The world is a different place today than it was just a short 18 months ago, when the felon began his second term. This is the first time I will be out of the country since he began this illegal war with Iran, plunging the world into chaos. I wonder what the reception for an American will be in Europe these days. I remember back when Ronald Reagan was first elected, which was the last time in my travels, before Trump, I felt compelled to apologize for my country. At that time people would actually come up to me and ask, what did America do, and why? Yet as bad as times seemed then, they were nowhere as bad as they are today.

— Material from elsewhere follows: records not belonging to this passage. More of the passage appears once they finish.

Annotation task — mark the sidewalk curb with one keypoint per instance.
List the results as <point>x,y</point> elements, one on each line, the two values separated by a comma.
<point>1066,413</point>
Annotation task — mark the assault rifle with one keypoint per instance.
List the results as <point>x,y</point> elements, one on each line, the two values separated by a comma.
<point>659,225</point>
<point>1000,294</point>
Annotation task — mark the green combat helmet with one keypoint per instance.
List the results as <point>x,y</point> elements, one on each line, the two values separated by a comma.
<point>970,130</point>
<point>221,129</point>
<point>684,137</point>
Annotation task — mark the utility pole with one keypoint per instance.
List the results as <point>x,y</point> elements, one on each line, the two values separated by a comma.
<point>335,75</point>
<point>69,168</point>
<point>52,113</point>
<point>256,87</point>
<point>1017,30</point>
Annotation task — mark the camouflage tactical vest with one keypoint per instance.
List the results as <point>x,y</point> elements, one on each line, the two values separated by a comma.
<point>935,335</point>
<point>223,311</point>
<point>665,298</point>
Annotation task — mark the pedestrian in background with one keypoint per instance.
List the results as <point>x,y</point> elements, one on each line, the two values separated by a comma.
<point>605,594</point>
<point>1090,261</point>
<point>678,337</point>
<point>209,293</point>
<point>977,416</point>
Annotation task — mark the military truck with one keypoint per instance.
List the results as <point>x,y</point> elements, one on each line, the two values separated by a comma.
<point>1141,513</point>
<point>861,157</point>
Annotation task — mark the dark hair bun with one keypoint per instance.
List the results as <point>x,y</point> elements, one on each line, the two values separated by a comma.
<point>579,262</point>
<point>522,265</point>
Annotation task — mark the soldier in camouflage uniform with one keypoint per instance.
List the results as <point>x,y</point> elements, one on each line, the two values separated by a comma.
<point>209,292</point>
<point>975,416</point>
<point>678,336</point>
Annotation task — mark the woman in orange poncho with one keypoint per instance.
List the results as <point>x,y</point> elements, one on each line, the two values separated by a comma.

The felon in the White House has made life so much worse for people around the world. Europeans have seen him get on his knees to Putin, and screw Ukraine. Now with this illegal, and unnecessary, war in Iran, he is impacting their lives directly. Fuel prices are rising dramatically, and there is a drastic shortage of jet fuel, causing cuts in flights. They see him work hand-in-hand with the war criminal, Netanyahu, in Israel. They see how he simply wants to enrich himself with things like his ‘Board of Peace,’ and in the long run, screw the Palestinian people. It will be interesting to hear how Europeans feel about all this. I look forward to listening to them. All I can say in response is I didn’t vote for Trump and will continue to demonstrate, and write against him, as often as I can.
Putting politics aside, which is hard to do these days, I am excited about this new adventure, and look forward to sharing some of my experiences with you.
Peter Rosenstein is a longtime LGBTQ rights and Democratic Party activist.